A Day to Remember

For each generation there is a day that really defines it. It is date that everyone who was old enough to know what was happening can remember where they were. For my grandparents’ generation it was December 7, 1941. For my parents’ generation it was probably July 20, 1969. For my generation it is most definitely September 11, 2001.

Everyone has their story, I remember it well and I also have a lot of notes from that day that I took and have kept now for 13 years. It was my Senior year of high school and I had the opportunity to report on it on our school’s daily announcement broadcast, where I was the newsroom reporter. It was a great experience, one of the few pieces of “hard news” that I reported on and it changed the way I looked at life and the world.

Now, 13 years on, I am now a husband and father. I spent two years living abroad and experienced other cultures and ways of life. I have seen how my peers’ lives have been shaped by this event and those things that followed because of it. On this day each year we have a sort of reverence for the day and post messages remembering where we were and those who lost their lives. It is a universal point of reference for Millennial Americans.

When someone says “Nine-Eleven” I know exactly what they are referring to and I like hearing others’ experiences from that day.
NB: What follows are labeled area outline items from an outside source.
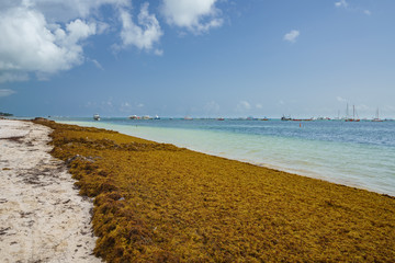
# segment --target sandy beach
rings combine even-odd
[[[0,261],[101,262],[92,202],[53,158],[48,127],[0,119]]]

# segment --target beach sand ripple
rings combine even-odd
[[[92,203],[47,145],[50,129],[0,119],[1,262],[101,262]]]

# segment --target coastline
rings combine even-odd
[[[194,130],[181,126],[137,127],[138,123],[135,123],[136,126],[115,122],[60,121],[60,123],[117,130],[129,136],[173,144],[206,155],[395,196],[393,174],[395,167],[388,158],[395,155],[395,151],[391,148],[383,149],[349,141],[342,144],[306,138],[291,139],[282,136],[250,137],[248,135],[246,137],[234,133]],[[286,129],[289,128],[290,126],[286,126]],[[313,127],[314,129],[317,129],[317,126]],[[372,156],[374,158],[371,158]]]
[[[395,199],[98,128],[55,129],[95,254],[125,260],[392,261]],[[70,161],[71,160],[71,161]]]
[[[101,262],[92,255],[92,202],[48,152],[48,127],[0,119],[2,262]]]

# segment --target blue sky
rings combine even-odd
[[[0,112],[395,117],[392,0],[3,0]]]

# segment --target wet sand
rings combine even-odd
[[[101,262],[92,202],[48,152],[48,127],[0,119],[0,261]]]

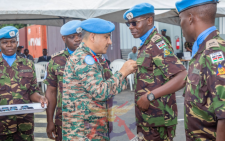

It is not to say that other generation don’t have the same reaction to it, but for Millennials it is the first, and really the only, date that defines the times that we live in. It has really changed many things, either directly or indirectly.

We are either witnesses of history or participants of it. The wars, the economic recession and everything else that has happened in the last 13 years is called the “post 9-11 world.” That world is more and more being shaped by those who were just coming of age in 2001. Is the world better or worse than it was before? How are we working to make that world better?